When Alex Kostecka-Silva saw the call for artists, she knew she needed to apply.
But seeing her successful creation after being commissioned by the Town of Midland over the weekend really brought it all back home.
“The purpose was to create an uplifting, family-friendly piece that inspires community engagement and a sense of connectedness to Midland geographically and historically,” she says, noting the Midland Rotary Waterfront Trail offers a great opportunity to walk, bike and jog.
“My illustration highlights these recreational activities along with the beautiful terrain. In the background, you can see the Midland Bay with native pine and spruce trees on the horizon.”
The digital artist’s creation can be found at Midland Bay Landing affixed to a sea can. The mural stretches 40-feet long by six-feet tall, thereby covering the entire front of the large shipping container.
While Kostecka-Silva has designed other smaller murals in her hometown of Wasaga Beach, this is her first one installed as a wrap. It was printed as a large vinyl piece and installed onto the sea can by the town.
Karen Mealing, the town's culture and community manager, says the sea can was purchased with funding received through a grant that it can't announced at the present time.
"The funder has us under embargo, but I’m communicating with the program officer to see if we can make an announcement soon," Mealing explains. "The sea can was just one small component of the activities undertaken with the funding and we’d certainly love to share all that we accomplished with the grant with the community."
The call for artists, which went out earlier this year, asked that the design be inspired by the culture, geography and tourism along with a ‘sense of connectedness’ to Midland.
“They (the town) decided they liked the one I had submitted. It will be used by the town as a display piece," says Kostecka-Silva, who notes she was "kind of the art kid growing up" and has been doing digital illustrations for the past eight years.
“I just find you can’t really make mistakes from digital art. The undo button makes it very forgiving.”
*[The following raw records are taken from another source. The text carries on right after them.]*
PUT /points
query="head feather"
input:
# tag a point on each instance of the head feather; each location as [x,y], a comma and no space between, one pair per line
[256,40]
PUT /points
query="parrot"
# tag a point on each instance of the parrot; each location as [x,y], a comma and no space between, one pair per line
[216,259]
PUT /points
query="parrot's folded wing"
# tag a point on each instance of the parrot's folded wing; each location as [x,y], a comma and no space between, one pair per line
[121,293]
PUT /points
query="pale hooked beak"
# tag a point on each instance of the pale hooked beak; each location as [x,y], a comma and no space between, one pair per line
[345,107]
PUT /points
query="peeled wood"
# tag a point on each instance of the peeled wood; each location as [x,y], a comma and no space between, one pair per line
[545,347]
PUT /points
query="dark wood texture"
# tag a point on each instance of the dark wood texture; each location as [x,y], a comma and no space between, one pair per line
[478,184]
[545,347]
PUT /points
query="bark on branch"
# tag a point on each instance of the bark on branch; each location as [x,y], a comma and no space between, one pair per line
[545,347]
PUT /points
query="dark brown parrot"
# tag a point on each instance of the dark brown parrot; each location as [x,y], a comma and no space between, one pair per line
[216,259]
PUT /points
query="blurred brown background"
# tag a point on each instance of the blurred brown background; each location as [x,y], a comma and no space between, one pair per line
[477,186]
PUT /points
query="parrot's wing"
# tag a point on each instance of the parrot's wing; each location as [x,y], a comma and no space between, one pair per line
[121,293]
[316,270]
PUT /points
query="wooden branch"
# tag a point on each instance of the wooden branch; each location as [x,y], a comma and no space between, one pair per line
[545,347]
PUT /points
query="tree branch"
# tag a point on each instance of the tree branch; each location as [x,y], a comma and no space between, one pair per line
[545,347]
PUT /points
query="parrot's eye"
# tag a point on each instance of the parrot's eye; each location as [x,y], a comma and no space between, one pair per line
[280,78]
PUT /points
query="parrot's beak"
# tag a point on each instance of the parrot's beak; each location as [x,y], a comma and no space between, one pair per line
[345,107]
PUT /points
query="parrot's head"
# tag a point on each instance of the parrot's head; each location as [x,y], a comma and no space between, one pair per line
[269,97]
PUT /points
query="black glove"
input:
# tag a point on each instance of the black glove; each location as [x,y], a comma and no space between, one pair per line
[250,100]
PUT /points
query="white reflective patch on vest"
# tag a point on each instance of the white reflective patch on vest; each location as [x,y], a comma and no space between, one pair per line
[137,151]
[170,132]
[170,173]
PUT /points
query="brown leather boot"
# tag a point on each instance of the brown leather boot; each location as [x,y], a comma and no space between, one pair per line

Kostecka-Silva, who’s been told by the town the sea can will be used to house construction supplies at Midland Bay Landing and moved around to special events, says her design also recognizes the town’s contribution to the Trans Canada Trail.
The foreground features silhouettes of hikers and a bicyclist ascending an elevated area of the trail surrounded by pollinator plants, foliage and honey bees hard at work.
”I wanted to highlight as many activities as I could,” Kostecka-Silva says, adding that she did some research on the town’s history as well. “It took about two weeks of designing time and three drafts.”